The content on this page was translated automatically.
Produce certification in Mumbai, India
Produce certification to strengthen consumers' health interests and farmers' income from urban vegetable production in Mumbai, India
Project leader: Prof. Dr. Andreas Buerkert
Doctoral student: Prem Jose Vazhacharickal
Duration: 2011 - 2014
Financing: ICDD
Urban and peri-urban agriculture (UPA) greatly contributes to the livelihood strategies and food security of urban poor in most major cities of developing countries while at the same time it allows to recycle urban waste and to use temporarily available open space. In India the flow of information associated with an increasingly globalized economy has led to a quick rise in quality standards for both labor conditions and expected quality of agricultural products. Suspected contamination of vegetable produce in UPA systems with heavy metals from industrial effluents and faeces contained in irrigation water are therefore increasingly under debate.

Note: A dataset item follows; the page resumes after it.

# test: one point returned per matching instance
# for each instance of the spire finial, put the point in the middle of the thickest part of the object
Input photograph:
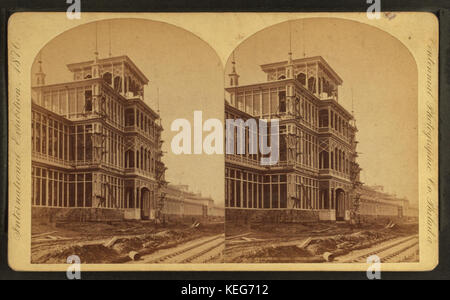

Mumbai, known as the commercial capital of India, is a heavily populated industrial city whose population in 2007 reached 19 millions, thus becoming the fourth largest urban agglomeration in the world. At the same time, UPA activities in the city play a pivotal role for poverty alleviation and fulfilling consumers' need for fresh vegetables.
In an effort to provide input into more informed policy decisions on how to regulate UPA activities along the entire value chain (including major stakeholders such as waste dischargers, landlords, producers, intermediaries and consumers), this research aims at (i) a survey of critical production areas to identify sources of contamination with heavy metal and faecal pathogens, (ii) identifying measures of how to increase food safety (making available food produce with low levels of heavy metals and pathogens) for consumers, and (iii) designing suitable certification schemes to combine the need of enhanced resource use efficiency (saving nutrients and water) and increased value creation for agricultural commodities at the farm level with consumers' concerns about the development of an environmentally friendly and healthy system of UPA production.
Besides the creation of solid data about the role of UPA production activities for household income and consumer health, the project will establish guidelines for policy makers and city planners on how to match competing interests of land use. The derived policy regulations are also meant to help UPA producers leave their often semi-legal status and obtain formal usufruct rights to land they farm until further use for the establishment of urban infrastructure (roads, buildings or public parks).